I am getting the following error :
UnicodeEncodeError: 'ascii' codec can't encode character u'\xe1' in position 587: ordinal not in range(128)
My code:
import os
from bs4 import BeautifulSoup
do = dir_with_original_files = 'C:\Users\Me\Directory'
dm = dir_with_modified_files = 'C:\Users\Me\Directory\New'
for root, dirs, files in os.walk(do):
for f in files:
if f.endswith('~'): #you don't want to process backups
continue
original_file = os.path.join(root, f)
mf = f.split('.')
mf = ''.join(mf[:-1])+'_mod.'+mf[-1] # you can keep the same name
# if you omit the last two lines.
# They are in separate directories
# anyway. In that case, mf = f
modified_file = os.path.join(dm, mf)
with open(original_file, 'r') as orig_f, \
open(modified_file, 'w') as modi_f:
soup = BeautifulSoup(orig_f.read())
for t in soup.find_all('td', class_='test'):
t.string.wrap(soup.new_tag('h2'))
# This is where you create your new modified file.
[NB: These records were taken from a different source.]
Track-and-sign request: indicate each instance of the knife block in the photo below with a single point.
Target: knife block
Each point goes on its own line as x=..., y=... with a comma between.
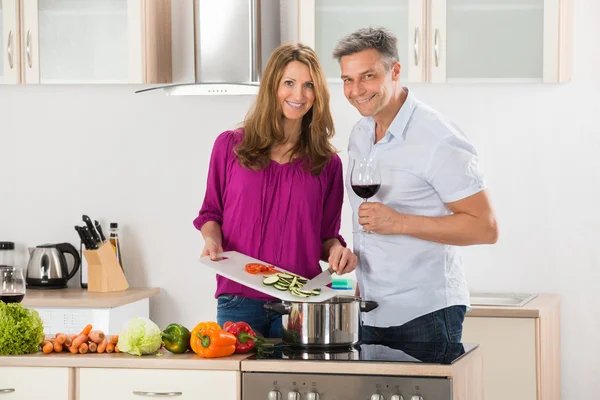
x=104, y=272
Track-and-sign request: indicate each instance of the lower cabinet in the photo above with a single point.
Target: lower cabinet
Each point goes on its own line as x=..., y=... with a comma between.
x=509, y=356
x=125, y=384
x=521, y=354
x=20, y=383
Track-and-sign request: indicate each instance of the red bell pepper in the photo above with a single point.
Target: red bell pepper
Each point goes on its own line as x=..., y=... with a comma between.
x=245, y=335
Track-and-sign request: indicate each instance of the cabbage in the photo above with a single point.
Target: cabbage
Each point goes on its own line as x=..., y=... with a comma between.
x=140, y=336
x=21, y=329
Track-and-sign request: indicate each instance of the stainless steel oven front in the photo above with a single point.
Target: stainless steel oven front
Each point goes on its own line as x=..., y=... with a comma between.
x=282, y=386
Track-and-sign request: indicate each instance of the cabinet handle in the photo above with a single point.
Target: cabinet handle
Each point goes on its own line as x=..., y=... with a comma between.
x=157, y=394
x=436, y=47
x=28, y=49
x=255, y=39
x=11, y=42
x=417, y=45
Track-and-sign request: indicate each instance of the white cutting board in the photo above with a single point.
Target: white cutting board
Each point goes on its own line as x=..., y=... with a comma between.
x=234, y=268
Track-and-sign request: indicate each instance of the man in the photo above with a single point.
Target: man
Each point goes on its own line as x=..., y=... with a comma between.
x=432, y=199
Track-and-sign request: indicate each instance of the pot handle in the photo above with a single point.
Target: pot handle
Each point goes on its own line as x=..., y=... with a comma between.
x=279, y=308
x=368, y=305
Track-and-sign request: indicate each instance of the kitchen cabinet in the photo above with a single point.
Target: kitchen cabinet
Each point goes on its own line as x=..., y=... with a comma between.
x=452, y=40
x=122, y=384
x=521, y=349
x=18, y=383
x=9, y=56
x=92, y=41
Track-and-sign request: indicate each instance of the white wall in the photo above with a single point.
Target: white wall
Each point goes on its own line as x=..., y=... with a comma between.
x=142, y=160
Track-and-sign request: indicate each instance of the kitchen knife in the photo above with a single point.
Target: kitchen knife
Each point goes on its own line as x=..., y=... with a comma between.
x=90, y=239
x=82, y=237
x=324, y=278
x=92, y=230
x=99, y=229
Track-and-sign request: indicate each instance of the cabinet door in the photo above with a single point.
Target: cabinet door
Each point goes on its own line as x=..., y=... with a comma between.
x=9, y=53
x=324, y=22
x=497, y=40
x=132, y=384
x=509, y=355
x=18, y=383
x=92, y=41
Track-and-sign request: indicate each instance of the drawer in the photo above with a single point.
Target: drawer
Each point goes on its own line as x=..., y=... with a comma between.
x=19, y=383
x=138, y=384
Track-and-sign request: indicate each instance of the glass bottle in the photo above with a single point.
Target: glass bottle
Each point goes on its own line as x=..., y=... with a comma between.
x=115, y=241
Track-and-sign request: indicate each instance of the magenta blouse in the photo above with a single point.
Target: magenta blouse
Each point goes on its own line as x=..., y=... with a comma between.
x=281, y=214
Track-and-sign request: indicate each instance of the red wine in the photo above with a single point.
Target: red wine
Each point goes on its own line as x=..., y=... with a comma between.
x=11, y=297
x=366, y=191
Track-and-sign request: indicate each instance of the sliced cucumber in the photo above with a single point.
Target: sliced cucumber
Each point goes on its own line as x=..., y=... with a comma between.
x=288, y=281
x=271, y=280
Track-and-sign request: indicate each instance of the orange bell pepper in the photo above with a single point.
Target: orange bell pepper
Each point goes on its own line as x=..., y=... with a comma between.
x=208, y=340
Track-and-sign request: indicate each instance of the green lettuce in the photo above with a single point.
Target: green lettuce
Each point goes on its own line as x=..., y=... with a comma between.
x=21, y=329
x=140, y=336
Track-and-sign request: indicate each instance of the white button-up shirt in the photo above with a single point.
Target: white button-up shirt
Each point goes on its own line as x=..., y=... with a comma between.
x=425, y=162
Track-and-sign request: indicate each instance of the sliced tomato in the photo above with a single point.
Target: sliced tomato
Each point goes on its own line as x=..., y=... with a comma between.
x=256, y=268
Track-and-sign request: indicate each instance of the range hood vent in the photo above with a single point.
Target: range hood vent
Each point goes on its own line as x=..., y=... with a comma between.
x=233, y=41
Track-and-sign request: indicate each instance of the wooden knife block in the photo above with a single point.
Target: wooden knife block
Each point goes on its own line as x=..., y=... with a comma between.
x=104, y=272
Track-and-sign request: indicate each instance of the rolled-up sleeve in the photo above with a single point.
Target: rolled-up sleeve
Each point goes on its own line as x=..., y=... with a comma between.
x=454, y=170
x=212, y=207
x=334, y=198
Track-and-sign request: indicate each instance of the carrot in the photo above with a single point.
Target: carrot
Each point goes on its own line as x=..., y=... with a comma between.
x=110, y=347
x=96, y=336
x=92, y=346
x=61, y=338
x=57, y=347
x=79, y=340
x=83, y=348
x=101, y=347
x=48, y=347
x=86, y=331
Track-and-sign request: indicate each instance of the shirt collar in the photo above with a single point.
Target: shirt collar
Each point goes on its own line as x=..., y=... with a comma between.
x=398, y=126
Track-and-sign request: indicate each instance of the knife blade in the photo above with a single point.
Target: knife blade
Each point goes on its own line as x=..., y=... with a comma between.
x=324, y=278
x=90, y=239
x=99, y=229
x=92, y=230
x=82, y=237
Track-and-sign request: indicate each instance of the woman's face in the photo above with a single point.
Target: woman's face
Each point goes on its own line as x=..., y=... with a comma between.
x=296, y=91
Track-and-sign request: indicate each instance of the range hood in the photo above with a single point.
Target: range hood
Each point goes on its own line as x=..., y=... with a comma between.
x=233, y=41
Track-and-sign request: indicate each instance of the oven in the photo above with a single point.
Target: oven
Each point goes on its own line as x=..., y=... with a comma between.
x=282, y=386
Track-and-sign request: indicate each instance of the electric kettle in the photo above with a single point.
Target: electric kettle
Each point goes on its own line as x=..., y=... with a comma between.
x=47, y=267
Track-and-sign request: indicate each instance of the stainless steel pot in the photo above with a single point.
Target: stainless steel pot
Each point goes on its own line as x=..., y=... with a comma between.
x=335, y=322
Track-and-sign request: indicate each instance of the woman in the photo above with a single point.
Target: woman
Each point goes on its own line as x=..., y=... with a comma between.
x=275, y=187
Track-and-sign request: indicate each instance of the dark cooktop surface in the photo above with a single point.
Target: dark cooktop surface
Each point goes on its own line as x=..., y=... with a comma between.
x=430, y=353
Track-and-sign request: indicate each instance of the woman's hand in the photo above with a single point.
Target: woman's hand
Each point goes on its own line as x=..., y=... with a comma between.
x=342, y=260
x=211, y=248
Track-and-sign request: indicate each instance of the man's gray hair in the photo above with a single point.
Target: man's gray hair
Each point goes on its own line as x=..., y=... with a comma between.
x=380, y=39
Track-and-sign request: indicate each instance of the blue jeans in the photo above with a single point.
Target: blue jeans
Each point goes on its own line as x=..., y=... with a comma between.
x=442, y=326
x=238, y=308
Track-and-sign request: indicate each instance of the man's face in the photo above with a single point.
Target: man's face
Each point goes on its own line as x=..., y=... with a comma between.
x=367, y=85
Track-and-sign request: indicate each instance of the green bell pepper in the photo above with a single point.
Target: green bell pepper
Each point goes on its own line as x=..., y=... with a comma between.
x=176, y=338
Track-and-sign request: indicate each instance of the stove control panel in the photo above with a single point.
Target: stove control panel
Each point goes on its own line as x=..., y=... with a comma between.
x=294, y=395
x=274, y=395
x=282, y=386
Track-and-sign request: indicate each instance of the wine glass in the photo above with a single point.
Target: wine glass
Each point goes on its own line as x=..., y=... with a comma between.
x=12, y=284
x=365, y=179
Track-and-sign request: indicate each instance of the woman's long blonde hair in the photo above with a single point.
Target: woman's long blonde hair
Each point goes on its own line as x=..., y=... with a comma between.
x=263, y=124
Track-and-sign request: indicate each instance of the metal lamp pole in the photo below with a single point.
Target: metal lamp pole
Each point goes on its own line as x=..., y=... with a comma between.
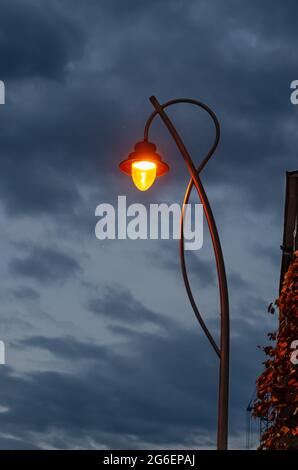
x=223, y=351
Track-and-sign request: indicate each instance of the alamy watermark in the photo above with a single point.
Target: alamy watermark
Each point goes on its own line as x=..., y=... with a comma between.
x=294, y=93
x=161, y=221
x=2, y=92
x=294, y=354
x=2, y=352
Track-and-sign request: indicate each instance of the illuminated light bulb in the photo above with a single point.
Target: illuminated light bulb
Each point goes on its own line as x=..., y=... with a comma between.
x=143, y=174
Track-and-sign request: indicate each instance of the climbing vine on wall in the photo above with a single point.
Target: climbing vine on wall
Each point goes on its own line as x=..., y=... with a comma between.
x=277, y=386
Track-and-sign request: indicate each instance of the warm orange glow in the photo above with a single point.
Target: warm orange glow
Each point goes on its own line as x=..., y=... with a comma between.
x=143, y=174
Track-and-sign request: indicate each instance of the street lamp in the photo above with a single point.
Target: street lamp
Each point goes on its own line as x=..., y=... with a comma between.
x=144, y=165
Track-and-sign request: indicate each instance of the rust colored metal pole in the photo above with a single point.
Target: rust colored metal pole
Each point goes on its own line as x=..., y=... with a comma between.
x=223, y=352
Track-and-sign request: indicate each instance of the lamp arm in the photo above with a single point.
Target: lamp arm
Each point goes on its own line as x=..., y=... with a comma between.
x=185, y=201
x=222, y=280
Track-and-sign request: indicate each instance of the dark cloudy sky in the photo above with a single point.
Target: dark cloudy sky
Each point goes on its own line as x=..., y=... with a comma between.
x=103, y=350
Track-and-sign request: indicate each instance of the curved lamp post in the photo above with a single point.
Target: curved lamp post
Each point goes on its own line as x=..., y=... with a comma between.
x=144, y=165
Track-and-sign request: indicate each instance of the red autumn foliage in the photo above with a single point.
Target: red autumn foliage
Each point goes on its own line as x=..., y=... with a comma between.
x=277, y=386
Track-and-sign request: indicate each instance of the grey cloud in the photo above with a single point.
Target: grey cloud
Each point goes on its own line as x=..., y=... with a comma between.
x=45, y=265
x=162, y=390
x=119, y=305
x=35, y=44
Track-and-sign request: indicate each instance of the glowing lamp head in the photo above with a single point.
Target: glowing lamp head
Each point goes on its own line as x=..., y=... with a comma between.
x=143, y=174
x=144, y=165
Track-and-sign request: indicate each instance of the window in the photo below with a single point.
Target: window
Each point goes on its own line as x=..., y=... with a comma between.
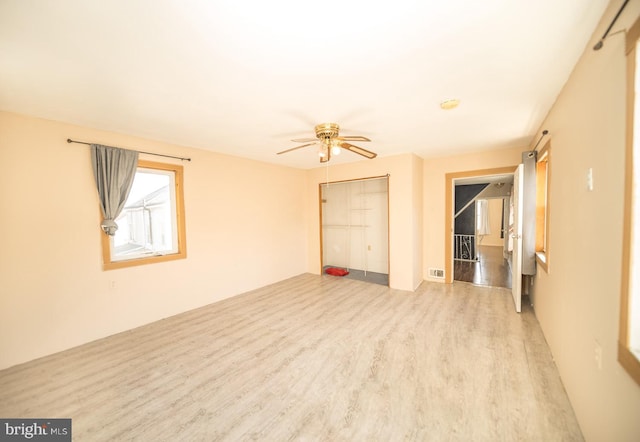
x=542, y=207
x=151, y=224
x=629, y=338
modi_f.write(soup.prettify())
This code is iterating over a directory, and for each file finds all of the tds of class test and adds h2 tags to the text within the td. So previously, it would have been :
<td class="test"> text </td>
After running this program, a new file will be created with :
<td class="test"> <h2>text</h2> </td>
Or this is how I would like it to function. Unfortunately, currently, I am getting the error described above. I believe this is because I am parsing some text which includes accented characters and is written in Spanish, with special Spanish characters.
What can I do to fix my issue?